TEĞMENLER
Bu yıl, Türk Silahlı Kuvvetleri tarihinde ilk defa 3 askeri okulunda birincisi kadın oldu.
Hava Harp Okulu Birincisi Teğmen İkra Kuyumcu
Kara Harp Okulu Birincisi Teğmen Ebru Eroğlu
Deniz Harp Okulu Birincisi Teğmen Şeyda Yıldırım
Ülkemiz adına gurur verici bir gelişme, 30 Ağustos Zafer Bayramı’nda Kara Harp Okulu’nun mezuniyet töreninde okunan askerlik yemini ve kılıç çatma geleneğinin yerine getirilmesi sonrasında, teğmenler disipline sevk edildi.
Teğmenlerin ve Türk Silahlı Kuvvetleri mensuplarının Kurtuluş Savaşı sırasında yoktan bir ordu kuran ve yurdu düşman işgalinden kurtaran Başkomutan Mustafa Kemal Atatürk’e bağlılıklarını ilan etmelerinden daha doğal ne olabilir ki ?
Elbette ki olamaz…
Ancak, suçlu psikolojisinde, hep bir korku ve endişe vardır. Cezalandırma korkusu ya da endişesi.
Doğruyu yaptığına inanan, vicdanı rahat olan kişi suçlanmaktan da, cezalandırılmaktan da korkmaz, endişelenmez.
22 Yıldır, Cumhuriyetimizin kurucusu Mustafa Kemal Atatürk’ün kurduğu tüm kamu kurumlarını özelleştiren, kalan kurumlarında içini boşaltıp, çürüten zihniyet, elbetteki teğmenlerin yemininden rahatsız olacaktır.
Kalan kurumlardan T.C. ibaresini kaldıran, andımızı yasaklayan, bölücübaşı ile ortak hareket eden zihniyet, yeminde geçen Yüce Türk Ulusu sözcüğünden de,
Eğede Türkiye’ye ait 20 ada ve 2 kayalığın Yunanistan tarafından işgaline sessiz kalan zihniyet, yeminde geçen aziz vatatının bir karış toprağına uzanacak eller karşısında bizi bulacaktır, sözlerinden de,
2003 Yılında askerlerin başına çuval geçirilmesine sessiz kalan, iktidara geldiği günden itibaren laiklik ilkesi ile cumhuriyetle, Atatürk ile bir türlü barışamayan hep kavga içinde olan, tek adam rejimini savunan zihniyet, kadının güçlenmesinden ve yeminde geçen laik, demokratik Türkiye Cumhuriyeti’nin bağımsızlığına, ülkenin bölünmez bütünlüğüne, sözlerinden rahatsız olacaktır.
Yazımı Atam’ın sözleri ile bitirmek istiyorum.
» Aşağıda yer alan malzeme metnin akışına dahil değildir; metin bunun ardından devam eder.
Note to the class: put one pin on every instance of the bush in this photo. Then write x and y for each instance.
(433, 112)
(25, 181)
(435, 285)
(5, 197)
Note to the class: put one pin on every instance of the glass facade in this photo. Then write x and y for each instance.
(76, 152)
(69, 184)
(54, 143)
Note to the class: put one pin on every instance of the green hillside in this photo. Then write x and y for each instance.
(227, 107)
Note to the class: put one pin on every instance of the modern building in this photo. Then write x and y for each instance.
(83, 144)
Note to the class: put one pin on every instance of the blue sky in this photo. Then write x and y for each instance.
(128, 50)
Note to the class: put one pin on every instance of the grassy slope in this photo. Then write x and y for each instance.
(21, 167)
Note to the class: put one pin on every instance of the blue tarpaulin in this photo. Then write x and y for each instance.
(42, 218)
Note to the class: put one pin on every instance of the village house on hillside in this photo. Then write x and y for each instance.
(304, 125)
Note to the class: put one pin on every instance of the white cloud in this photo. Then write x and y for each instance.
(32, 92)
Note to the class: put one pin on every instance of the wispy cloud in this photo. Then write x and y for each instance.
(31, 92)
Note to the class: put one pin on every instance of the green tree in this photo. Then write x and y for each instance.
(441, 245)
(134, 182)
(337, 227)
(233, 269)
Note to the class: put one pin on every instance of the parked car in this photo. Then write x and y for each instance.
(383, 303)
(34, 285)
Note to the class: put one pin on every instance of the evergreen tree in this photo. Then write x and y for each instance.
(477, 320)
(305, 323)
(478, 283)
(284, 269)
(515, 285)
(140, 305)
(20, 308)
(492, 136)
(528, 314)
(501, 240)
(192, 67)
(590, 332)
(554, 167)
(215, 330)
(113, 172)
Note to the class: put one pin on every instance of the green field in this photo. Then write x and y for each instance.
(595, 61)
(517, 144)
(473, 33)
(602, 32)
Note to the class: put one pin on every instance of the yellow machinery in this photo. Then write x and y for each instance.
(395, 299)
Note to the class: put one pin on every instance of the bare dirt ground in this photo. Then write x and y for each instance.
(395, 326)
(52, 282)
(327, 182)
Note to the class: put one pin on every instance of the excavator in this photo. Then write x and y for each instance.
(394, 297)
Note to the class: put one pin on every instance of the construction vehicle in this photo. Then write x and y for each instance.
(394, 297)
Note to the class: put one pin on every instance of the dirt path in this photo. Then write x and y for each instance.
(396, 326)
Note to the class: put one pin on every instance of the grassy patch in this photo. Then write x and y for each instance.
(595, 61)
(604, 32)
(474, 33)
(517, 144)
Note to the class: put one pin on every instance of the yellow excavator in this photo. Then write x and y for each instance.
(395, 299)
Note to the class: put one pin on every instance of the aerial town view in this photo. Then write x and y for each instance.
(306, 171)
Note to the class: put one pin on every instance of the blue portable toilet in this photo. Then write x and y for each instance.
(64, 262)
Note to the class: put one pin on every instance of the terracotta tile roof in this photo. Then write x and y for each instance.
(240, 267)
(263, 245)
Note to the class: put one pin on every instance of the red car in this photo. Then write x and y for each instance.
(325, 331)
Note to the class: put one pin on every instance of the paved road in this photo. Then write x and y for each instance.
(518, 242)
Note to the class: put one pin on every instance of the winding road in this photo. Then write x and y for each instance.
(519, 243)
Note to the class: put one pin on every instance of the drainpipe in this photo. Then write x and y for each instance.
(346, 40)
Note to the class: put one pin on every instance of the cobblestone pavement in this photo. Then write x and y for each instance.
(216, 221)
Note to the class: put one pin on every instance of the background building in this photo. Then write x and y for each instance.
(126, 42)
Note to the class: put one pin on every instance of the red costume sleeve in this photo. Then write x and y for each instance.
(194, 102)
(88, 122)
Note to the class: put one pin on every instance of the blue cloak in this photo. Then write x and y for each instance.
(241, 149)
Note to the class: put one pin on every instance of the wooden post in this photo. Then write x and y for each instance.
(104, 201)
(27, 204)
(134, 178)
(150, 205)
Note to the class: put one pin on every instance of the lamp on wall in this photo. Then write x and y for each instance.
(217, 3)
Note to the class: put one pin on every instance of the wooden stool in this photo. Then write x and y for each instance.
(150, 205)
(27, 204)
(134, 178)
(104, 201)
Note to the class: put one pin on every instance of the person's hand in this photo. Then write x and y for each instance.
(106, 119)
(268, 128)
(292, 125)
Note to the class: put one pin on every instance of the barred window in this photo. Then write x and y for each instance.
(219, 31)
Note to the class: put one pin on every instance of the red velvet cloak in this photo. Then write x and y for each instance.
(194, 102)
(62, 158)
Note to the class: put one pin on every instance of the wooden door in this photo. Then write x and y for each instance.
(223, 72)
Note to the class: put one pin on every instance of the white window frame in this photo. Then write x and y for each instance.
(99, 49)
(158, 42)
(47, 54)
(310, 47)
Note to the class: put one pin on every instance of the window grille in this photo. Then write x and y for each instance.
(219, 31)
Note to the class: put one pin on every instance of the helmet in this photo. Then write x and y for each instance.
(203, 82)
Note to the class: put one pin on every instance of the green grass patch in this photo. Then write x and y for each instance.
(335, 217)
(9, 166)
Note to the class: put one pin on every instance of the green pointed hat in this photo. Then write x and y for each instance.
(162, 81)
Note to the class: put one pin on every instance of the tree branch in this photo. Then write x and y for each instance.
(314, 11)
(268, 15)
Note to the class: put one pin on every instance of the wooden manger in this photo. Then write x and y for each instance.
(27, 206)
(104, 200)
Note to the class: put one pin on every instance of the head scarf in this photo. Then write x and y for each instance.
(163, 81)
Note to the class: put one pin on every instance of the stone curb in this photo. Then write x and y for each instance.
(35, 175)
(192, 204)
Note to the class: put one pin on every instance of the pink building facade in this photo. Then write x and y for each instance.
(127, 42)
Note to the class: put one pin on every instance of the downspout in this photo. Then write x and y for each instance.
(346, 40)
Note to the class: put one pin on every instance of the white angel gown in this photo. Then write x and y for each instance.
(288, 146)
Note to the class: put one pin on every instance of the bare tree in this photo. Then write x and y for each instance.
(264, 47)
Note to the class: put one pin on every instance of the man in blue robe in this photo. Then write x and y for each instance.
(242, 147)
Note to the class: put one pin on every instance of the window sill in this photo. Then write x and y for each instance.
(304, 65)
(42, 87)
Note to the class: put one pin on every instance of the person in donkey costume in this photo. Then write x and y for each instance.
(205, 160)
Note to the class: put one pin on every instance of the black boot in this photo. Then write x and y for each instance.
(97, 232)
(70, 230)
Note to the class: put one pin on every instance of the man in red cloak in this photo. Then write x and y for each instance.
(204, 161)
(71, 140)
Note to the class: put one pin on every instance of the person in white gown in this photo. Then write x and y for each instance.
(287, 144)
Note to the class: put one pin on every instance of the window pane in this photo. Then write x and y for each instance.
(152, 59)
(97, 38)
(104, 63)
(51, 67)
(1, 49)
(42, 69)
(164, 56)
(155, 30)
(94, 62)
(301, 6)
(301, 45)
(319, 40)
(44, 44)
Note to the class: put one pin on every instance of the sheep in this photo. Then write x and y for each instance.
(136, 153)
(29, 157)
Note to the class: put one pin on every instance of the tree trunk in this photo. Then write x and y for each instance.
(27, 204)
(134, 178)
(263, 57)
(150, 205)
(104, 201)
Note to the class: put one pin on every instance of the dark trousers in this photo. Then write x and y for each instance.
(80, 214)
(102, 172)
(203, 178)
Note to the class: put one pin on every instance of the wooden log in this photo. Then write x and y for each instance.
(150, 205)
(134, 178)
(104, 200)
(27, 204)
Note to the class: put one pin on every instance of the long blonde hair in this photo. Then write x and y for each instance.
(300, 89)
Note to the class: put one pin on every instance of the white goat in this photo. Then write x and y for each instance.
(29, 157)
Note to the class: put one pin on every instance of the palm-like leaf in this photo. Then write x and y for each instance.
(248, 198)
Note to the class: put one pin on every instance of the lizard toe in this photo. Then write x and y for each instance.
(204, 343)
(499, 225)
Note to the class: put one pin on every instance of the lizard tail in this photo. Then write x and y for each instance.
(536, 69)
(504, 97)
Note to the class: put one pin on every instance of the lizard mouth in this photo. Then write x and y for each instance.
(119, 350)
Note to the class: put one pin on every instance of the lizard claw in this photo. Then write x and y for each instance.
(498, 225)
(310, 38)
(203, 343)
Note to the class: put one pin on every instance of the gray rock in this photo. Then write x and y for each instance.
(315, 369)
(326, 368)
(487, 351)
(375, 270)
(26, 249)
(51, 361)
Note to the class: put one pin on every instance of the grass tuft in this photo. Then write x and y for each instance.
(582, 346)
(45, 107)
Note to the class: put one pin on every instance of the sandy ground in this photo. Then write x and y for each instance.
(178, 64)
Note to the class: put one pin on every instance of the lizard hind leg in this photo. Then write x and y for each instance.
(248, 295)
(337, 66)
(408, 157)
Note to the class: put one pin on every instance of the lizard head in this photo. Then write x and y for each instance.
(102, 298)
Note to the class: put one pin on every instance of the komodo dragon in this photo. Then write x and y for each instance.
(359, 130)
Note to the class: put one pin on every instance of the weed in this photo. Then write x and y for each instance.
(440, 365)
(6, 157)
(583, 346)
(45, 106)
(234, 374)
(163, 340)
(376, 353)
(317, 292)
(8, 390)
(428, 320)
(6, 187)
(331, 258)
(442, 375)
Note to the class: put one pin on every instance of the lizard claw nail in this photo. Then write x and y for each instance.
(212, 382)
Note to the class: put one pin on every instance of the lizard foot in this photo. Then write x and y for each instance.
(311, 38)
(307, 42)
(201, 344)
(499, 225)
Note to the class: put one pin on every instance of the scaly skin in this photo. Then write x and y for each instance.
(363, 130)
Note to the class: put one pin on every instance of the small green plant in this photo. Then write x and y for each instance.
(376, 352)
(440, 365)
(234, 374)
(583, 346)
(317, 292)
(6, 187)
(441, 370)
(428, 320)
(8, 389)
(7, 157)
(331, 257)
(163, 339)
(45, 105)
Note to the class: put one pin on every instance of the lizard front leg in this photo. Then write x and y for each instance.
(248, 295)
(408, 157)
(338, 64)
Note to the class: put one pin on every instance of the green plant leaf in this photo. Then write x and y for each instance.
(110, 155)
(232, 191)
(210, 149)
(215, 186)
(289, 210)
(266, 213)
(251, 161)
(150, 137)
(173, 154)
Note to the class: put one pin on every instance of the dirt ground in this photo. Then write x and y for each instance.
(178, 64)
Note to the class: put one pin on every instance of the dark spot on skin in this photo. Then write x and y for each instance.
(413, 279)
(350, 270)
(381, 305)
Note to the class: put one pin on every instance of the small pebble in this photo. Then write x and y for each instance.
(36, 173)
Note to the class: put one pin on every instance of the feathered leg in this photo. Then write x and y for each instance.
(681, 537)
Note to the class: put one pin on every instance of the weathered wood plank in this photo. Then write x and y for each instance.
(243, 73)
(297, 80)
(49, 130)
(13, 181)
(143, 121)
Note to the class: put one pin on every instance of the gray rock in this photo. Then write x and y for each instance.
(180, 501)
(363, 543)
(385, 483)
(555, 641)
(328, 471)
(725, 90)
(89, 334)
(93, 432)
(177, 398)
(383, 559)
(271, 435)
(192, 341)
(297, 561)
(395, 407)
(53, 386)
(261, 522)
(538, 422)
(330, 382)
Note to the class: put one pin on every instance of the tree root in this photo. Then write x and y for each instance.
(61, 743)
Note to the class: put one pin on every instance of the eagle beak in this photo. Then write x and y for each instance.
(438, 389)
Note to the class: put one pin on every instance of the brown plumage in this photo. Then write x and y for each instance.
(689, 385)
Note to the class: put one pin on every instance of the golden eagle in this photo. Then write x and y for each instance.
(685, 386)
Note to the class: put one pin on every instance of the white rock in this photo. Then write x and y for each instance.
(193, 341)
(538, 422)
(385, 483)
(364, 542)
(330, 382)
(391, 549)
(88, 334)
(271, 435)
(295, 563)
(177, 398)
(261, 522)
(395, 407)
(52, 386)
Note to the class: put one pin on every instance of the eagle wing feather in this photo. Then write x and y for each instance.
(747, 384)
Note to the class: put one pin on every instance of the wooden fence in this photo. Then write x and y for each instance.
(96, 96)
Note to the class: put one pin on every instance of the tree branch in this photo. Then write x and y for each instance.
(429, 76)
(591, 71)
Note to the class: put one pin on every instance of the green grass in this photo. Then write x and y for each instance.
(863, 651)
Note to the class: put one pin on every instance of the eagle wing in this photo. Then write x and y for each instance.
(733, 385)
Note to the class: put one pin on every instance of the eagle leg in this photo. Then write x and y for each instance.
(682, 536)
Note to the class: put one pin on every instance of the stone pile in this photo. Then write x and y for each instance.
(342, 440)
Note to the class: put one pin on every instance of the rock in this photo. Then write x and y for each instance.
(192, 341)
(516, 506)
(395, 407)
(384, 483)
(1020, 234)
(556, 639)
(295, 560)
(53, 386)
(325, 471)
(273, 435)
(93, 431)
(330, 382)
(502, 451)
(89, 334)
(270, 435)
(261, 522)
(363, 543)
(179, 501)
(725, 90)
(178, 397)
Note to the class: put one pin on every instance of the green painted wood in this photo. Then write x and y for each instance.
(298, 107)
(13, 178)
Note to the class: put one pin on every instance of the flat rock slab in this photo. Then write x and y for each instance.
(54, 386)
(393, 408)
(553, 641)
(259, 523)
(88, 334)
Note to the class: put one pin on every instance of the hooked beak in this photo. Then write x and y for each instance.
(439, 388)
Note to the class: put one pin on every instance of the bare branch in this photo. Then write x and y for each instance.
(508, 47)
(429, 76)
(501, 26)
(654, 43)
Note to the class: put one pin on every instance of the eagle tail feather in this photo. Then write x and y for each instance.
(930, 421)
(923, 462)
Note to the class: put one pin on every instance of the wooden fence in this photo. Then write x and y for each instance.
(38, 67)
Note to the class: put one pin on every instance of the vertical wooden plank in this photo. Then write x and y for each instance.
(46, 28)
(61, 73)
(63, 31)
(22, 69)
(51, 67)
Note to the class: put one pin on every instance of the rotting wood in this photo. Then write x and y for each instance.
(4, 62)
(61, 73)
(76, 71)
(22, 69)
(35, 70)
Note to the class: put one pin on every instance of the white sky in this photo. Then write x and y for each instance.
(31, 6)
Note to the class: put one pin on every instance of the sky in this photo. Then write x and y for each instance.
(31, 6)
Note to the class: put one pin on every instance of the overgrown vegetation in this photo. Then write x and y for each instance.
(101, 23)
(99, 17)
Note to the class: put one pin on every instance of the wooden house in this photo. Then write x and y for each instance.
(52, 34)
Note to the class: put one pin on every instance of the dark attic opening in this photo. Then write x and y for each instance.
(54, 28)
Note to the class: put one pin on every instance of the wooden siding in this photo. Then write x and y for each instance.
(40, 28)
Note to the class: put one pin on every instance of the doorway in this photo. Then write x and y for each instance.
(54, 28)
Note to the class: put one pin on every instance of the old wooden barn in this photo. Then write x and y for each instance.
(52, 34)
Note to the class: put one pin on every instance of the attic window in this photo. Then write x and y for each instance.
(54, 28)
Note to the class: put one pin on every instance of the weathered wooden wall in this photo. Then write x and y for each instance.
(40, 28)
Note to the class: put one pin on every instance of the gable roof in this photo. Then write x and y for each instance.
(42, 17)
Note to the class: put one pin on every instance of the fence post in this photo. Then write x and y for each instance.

*Ey Kahraman Türk Kadını, sen yerde sürüklenmeye değil omuzlar üzerinde göklere yükselmeye layıksın.
*Dünyada her şey kadının eseridir. Kadınlarımız eğer milletin gerçek anası olmak istiyorlarsa, erkeklerimizden çok daha aydın ve faziletli olmaya çalışmalıdırlar.
*Milletimiz güçlü bir millet olmaya azmetmiştir. Bunun gereklerinden biri de kadınlarımızın her konuda yükselmelerini sağlamaktır. Bundan dolayı kadınlarımız ilim ve fen sahibi olacaklar ve erkeklerin geçtikleri bütün öğretim basamaklarından geçeceklerdir.